I had the same behaviour at my tests. @giacomo supposed that it comes from a job like a backup. For me it wasn’t a backup, but my test-server hasn’t much resources, so I guess this was the problem.
Perhaps @giacomo can help to find out your other problem.

(Giacomo Sanchietti) #3

It means that the root partition is almost full, I agree with you that the label is not descriptive enough.

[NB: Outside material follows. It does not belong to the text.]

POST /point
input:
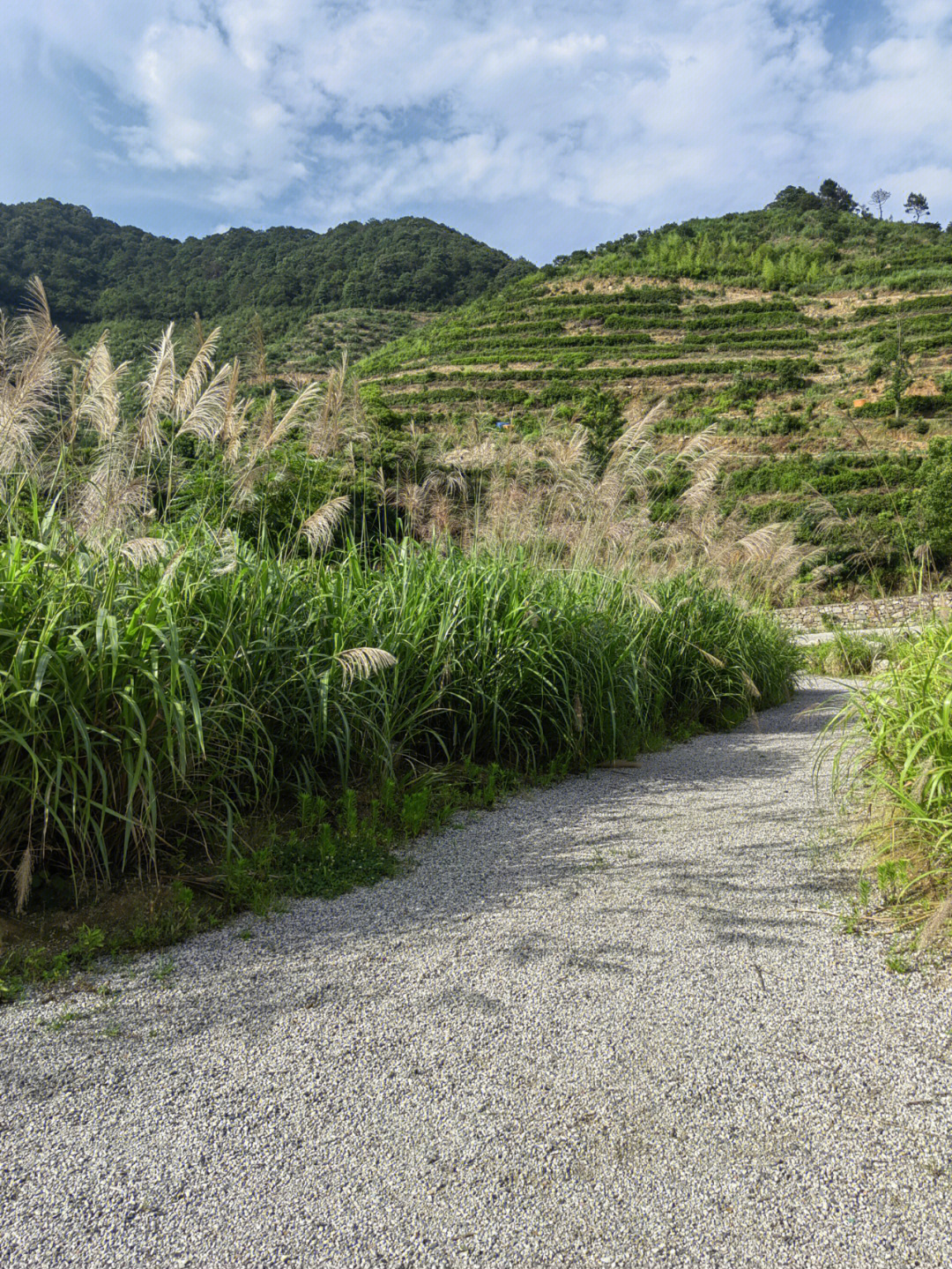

Labels are defined here (https://github.com/nethesis/dartagnan/blob/master/athos/utils/utils.go#L111), with something like:

T(".. something ..").

We just need change the something thing. I’d suggest this corrections:

  • Boot partition -> Boot partition free space
  • Root partition -> Root partition free space
  • SWAP partition -> SWAP free space

You can find everything inside the /var/log/messages, something like:

/var/log/messages-20180107:Dec 31 06:09:30 nethservice collectd[18129]: [WARNING] load:load: Host nethservice.nethesis.it, plugin load type load: Data source "midterm" is currently 5.330000. That is above the warning threshold of 5.000000.
/var/log/messages-20180107:Dec 31 06:19:20 nethservice collectd[18129]: [OK] load:load: Host nethservice.nethesis.it, plugin load type load: All data sources are within range again. Current value of "shortterm" is 1.050000.

Alert rules are the same applied on thousands of active systems and usually they spots some existing problems.
Of course, not every machine is the same and threshold could be adjusted (we have it on the roadmap but I can’t give you any hint on when it will be available).

You can check load spikes looking at collectd graphs and logs at the time when the alert was active.

NethServer Subscription Alert report
(Dan) #4

…which isn’t true; it’s about 60% empty (so over 350 GB free). And the boot partition, for which I received the same message, is 76% empty (690M free).

Hmmm, not so much. There’s one mention of threshold in the relevant log, and it’s about a load average. Nothing about disk space.

(Giacomo Sanchietti) #5

This is the default config: at least 15% if free space for 2 ticks (https://github.com/NethServer/nethserver-subscription/blob/master/root/etc/e-smith/templates/etc/collectd.d/threshold.conf/10threshold20df#L25).

You’re right, I have no idea why collectd doesn’t log it.
If you want, still, you can enable the debug for the python plugin and see everything is sent to the server (https://github.com/NethServer/nethserver-subscription#collectd-python-plugin)

(Dan) #6

I’d suggest that the emails should be made much more specific: “At $TIME on $DATE, your server’s disk space was 86% full; the warning threshold is 85%.”

(Giacomo Sanchietti) #7

Information about date and time are already inside the mail, also both info are saved inside the alert history (which is not currently displayed inside the UI - https://github.com/nethesis/dartagnan/blob/master/deploy/roles/athos/files/database.sql#L82).

The current value and threshold configuration are not currently sent nor stored in the server, it requires much more work on being implemented :slight_smile: